Konkret sollen Gesamtarbeitsverträge (GAV), in denen tiefere Löhne vereinbart wurden, Vorrang haben gegenüber kantonalen Mindestlöhnen. Der Bundesrat hatte aus Rücksicht auf den Föderalismus schon die ursprüngliche Forderung des Obwaldner Mitte-Ständerats Erich Ettlin bekämpft und musste widerwillig eine Gesetzesvorlage ausarbeiten.
Wirtschaftsminister Guy Parmelin (SVP) empfahl sie im Nationalrat erneut zur Ablehnung, ohne Erfolg. Die bürgerliche Mehrheit säuselte das hohe Lied der Sozialpartnerschaft. Bei der beruflichen Vorsorge (BVG) aber hatte sie kein Musikgehör für den Reformvorschlag der Sozialpartner, und auch gegen die Einigung beim Lohnschutz gibt es Bedenken.

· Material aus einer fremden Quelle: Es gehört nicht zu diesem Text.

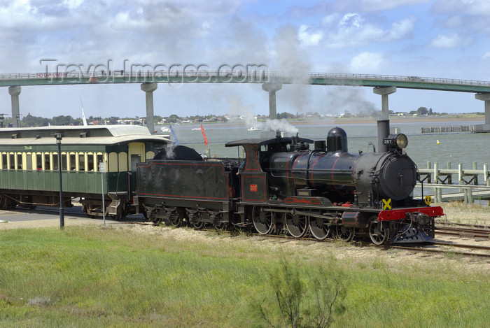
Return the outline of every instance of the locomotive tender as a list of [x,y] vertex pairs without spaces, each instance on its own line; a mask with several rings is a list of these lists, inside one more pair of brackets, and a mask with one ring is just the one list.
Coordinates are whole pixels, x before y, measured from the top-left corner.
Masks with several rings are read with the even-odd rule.
[[253,227],[262,234],[334,234],[375,244],[425,241],[443,215],[410,196],[416,166],[404,153],[408,141],[389,135],[379,121],[379,152],[350,153],[345,131],[335,127],[325,141],[296,137],[244,139],[246,157],[204,160],[181,145],[163,148],[136,165],[134,204],[148,220],[200,229],[206,224]]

Die FDP erwähnte in ihrer Medienmitteilung mit keinem Wort, dass die kantonalen Mindestlöhne auf Volksentscheiden basieren. Betroffen sind vorerst «nur» Genf und Neuenburg, doch in anderen Kantonen sind identische Initiativen hängig. Trotzdem ist absehbar, dass der Ständerat als Kantonsvertretung der Vorlage ebenfalls zustimmen wird.
Zivildienst
Früher mussten Militärdienstverweigerer zwingend ins Gefängnis. Zwei Initiativen zur Einführung eines zivilen Ersatzdienstes scheiterten in der Volksabstimmung. Mit dem Ende des Kalten Kriegs kam der Umschwung. 1992 befürwortete eine überwältigende Mehrheit den Zivildienst. Selbst die konservativen Kleinkantone in der Inner- und Ostschweiz sagten Ja.
2009 wurde als weiterer Schritt die in mancher Hinsicht fragwürdige Gewissensprüfung abgeschafft, basierend auf einem Vorstoss des Aargauer EVP-Nationalrats Heiner Studer. Nun aber soll sie nach dem Willen der bürgerlichen Mehrheit des Nationalrats wieder eingeführt werden. Begründet wurde dies mit dem angeblichen Personalbedarf der Armee.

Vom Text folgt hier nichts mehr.